In a prospective study of MII-EM (also based on conventional manometry) in 350 patients with various esophageal manometric abnormalities, all patients with achalasia (n = 24) and scleroderma (n = 4) had abnormal bolus transit.
Dysphagia was noted most often in patients with abnormal bolus transit. Of the patients with diffuse esophageal spasm and IEM, 55% and 51%, respectively, had normal bolus transit, and patients with isolated LES abnormalities (hypo- or hypertensive LES), nutcracker esophagus, or normal manometry almost always (>95%) had normal bolus transit. This study suggested a role for MII-EM in assessment of the functional abnormalities associated with manometric diagnoses noted on conventional manometry. In a subsequent study focusing on the IEM group of patients (n = 70), the authors noted that 33% had normal bolus transit for both liquid and viscous swallows, and manometrically normal contractions were almost always associated with normal bolus transit.
Clarification of the esophageal function defect in patients with manometric ineffective esophageal motility: studies using combined impedance-manometry.
Abnormalities in viscous impedance were further evaluated in a prospective study of 240 patients (129 with nonobstructive dysphagia [NOD], 111 GERD patient controls) with normal liquid manometry. Patients with NOD were more likely to have abnormal viscous impedance compared to the control group (29% vs 16%; P = .02), but a statistically significant difference was not noted in liquid impedance abnormalities.

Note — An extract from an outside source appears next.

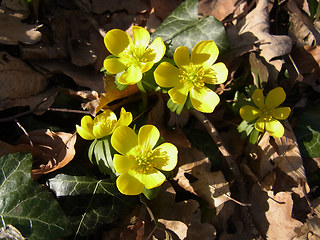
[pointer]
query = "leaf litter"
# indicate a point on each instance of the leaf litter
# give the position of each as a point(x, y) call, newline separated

In a study evaluating the role of MII-EM in patients with achalasia and scleroderma, compared with normal controls, it was noted that patients with achalasia had impaired bolus transit across all sites in the esophagus, and pressures were also similar.
In contrast, in patients with scleroderma, bolus clearance rates and contraction amplitudes decreased from proximal to distal; in normal controls, the majority of swallows were associated with normal bolus transit. Several other studies have evaluated the role of MII-EM in patients with NOD and other esophageal motility abnormalities, establishing the additional advantage of evaluating bolus transit, specifically viscous bolus transit in the functional evaluation of the esophagus in these diseases.
That said, whether the impedance findings in MII-EM or MII-HRM alter clinical management has not been clearly proven.
Testing before and after antireflux surgery
Esophageal manometry is recommended before antireflux surgery to exclude achalasia and other esophageal motor abnormalities, which may predispose to postoperative dysphagia.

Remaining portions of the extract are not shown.